As a chef I took the responsibility of making new delicious healthy dishes for breakfast, lunch, and dinner. I was appreciated for establishing clear rules and regulations while making dishes which helped the team mates to follow guidelines and prepare healthy delicious dishes.

•Cooking up tasty, nutritious and well balanced meals for customer.

•Deciding on the quantities of food to be cooked and size of portions to be served.

•Creating dishes for clients with special dietary or cultural needs.

•Negotiating with sales representatives on the price of orders and supplies.

•Maintaining the correct level of fresh, frozen and dried foods in the store room

•Making sure that kitchen staff always wear appropriate clothing and head wear in

accordance with the relevant guideline.

Tandoor Restaurant, New Jersey Jan 2005 - Feb 2006

Assistant Chef

As an Assistant Chef / Cook I was assigned the responsibilities of making dishes mainly sea foods and meats. Expertise in roasting, grilled foods and baking dishes which are favorite dishes of customers of Asian Dine. Apart from non-vegetarian, also expertise in making vegetarian dishes and was assigned the task of making side items using vegetables and fresh fruits juices of various varieties. I used my innovative style in making the fresh fruit juices by adding heath complements like herbs and spices which adds healthy taste and flavor.

•Consistently working to high standards.

•Can quickly gain an in depth familiarity with any kitchen’s operations.

•Good knowledge of operational health & safety.

•Knowledge of all the different styles of cooking done in a kitchen.

•Resolving personal conflicts between members of the kitchen staff.

•Understanding of food labeling and temperature controls.

•Constantly working hard to achieve personal goals and objectives.

•Ensuring that meals are prepared with full regards to food cost, quality, consistency, eye appeal and taste.

•Having strong and effective leadership skills, along with the ability to successfully manage a team of cooks.

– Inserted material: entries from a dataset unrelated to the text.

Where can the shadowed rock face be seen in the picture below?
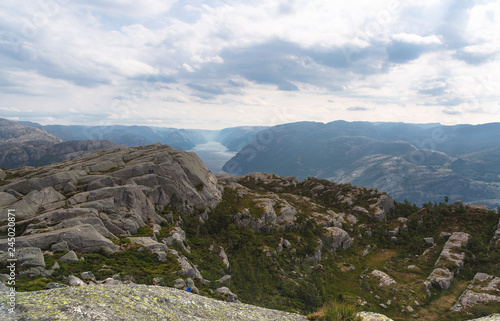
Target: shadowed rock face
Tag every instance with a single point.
(22, 145)
(89, 201)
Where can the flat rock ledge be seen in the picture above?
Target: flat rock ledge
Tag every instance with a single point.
(130, 303)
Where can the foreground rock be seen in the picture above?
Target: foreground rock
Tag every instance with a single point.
(132, 302)
(450, 261)
(483, 289)
(22, 145)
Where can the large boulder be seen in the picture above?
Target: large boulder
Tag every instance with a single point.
(26, 257)
(82, 238)
(336, 238)
(36, 202)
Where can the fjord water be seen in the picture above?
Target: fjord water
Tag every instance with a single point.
(214, 155)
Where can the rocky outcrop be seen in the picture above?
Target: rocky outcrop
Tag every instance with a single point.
(484, 288)
(149, 303)
(81, 238)
(22, 145)
(88, 201)
(336, 238)
(384, 279)
(450, 261)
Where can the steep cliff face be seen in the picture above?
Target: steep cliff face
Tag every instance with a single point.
(114, 192)
(407, 161)
(22, 145)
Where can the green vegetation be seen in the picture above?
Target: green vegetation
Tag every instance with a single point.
(266, 274)
(336, 311)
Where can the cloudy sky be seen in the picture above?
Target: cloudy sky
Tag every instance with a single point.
(221, 63)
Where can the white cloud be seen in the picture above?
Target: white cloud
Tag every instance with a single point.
(223, 61)
(417, 39)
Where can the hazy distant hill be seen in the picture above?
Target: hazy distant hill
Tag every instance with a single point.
(127, 135)
(418, 162)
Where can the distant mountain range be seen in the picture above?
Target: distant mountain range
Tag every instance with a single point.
(420, 163)
(417, 162)
(32, 144)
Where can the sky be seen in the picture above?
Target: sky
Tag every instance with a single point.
(216, 64)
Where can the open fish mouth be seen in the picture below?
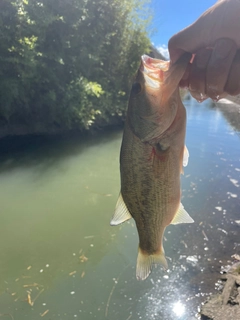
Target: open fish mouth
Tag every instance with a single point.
(153, 70)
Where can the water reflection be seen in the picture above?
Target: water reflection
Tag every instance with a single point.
(179, 309)
(57, 246)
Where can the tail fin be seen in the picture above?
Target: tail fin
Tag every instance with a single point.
(146, 262)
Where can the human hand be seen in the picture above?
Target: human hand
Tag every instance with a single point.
(214, 41)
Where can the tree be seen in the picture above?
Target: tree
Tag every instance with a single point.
(68, 64)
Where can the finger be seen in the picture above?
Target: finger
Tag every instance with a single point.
(194, 37)
(219, 66)
(173, 76)
(197, 76)
(232, 86)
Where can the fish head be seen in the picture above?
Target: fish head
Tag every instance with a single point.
(154, 97)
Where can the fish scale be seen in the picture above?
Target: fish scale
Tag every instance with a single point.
(152, 155)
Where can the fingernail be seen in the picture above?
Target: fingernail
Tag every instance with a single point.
(222, 48)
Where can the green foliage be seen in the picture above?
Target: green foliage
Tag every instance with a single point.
(69, 64)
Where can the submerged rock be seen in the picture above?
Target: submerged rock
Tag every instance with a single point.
(225, 305)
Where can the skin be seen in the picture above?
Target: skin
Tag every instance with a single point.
(214, 41)
(152, 155)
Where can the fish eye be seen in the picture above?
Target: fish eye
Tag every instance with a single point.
(136, 88)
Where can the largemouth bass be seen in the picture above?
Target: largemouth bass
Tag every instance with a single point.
(152, 156)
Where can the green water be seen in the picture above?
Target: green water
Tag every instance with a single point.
(59, 257)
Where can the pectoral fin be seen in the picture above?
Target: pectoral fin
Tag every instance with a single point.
(121, 213)
(146, 262)
(182, 216)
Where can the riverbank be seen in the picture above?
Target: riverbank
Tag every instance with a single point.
(226, 303)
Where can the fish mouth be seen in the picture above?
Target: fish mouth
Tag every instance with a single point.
(153, 70)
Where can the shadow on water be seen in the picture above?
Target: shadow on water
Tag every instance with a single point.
(59, 257)
(47, 151)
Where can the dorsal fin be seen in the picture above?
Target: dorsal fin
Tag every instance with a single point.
(121, 213)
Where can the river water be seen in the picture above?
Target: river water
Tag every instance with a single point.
(59, 257)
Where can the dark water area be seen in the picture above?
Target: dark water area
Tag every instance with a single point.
(60, 258)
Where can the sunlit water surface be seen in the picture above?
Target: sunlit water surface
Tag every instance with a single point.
(59, 257)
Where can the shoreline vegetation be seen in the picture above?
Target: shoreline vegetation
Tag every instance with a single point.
(68, 65)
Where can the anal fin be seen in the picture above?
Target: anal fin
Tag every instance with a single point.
(121, 213)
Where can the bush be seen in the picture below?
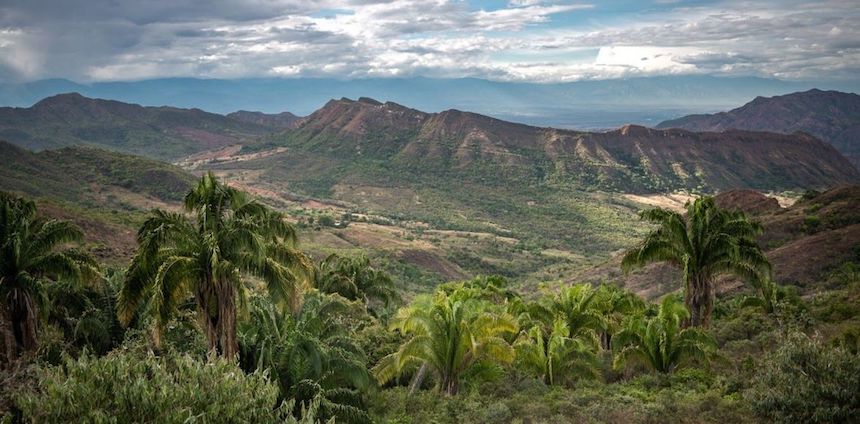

Sri Krishna Bhavan, Warangal Apr 2002 – Aug 2004

Assistant Chef

I was responsible for entire dish making process along and delivered quality, delicious dishes. I specialized in making South Indian and North Indian dishes in the restaurant which was favorite dish among customers visiting the restaurant. Manage and coordinate entire kitchen operations of the restaurant. Streamlined procedures to ensure efficient management and maintenance of stock levels.

•Undertake menu planning in consultation with the Head Chef.

•Washing, cutting and peeling fruits and vegetables.

•Managing all aspects of the kitchen & cooking areas.

•Determining work schedules and delegating specific duties.

•Baking cakes, bread, and rollsand pastry.

•Actively participating in staff meetings.

•Monitor sanitation practices.

•Documenting and recording information.

•Cleaning, disinfecting and sanitizing all areas of the kitchen.

•Evaluating new recipes, cooking equipment and products.

•Organizing the food for special occasions like wedding, banquets and conferences.

•Assisting in purchasing supplies and also taking inventory.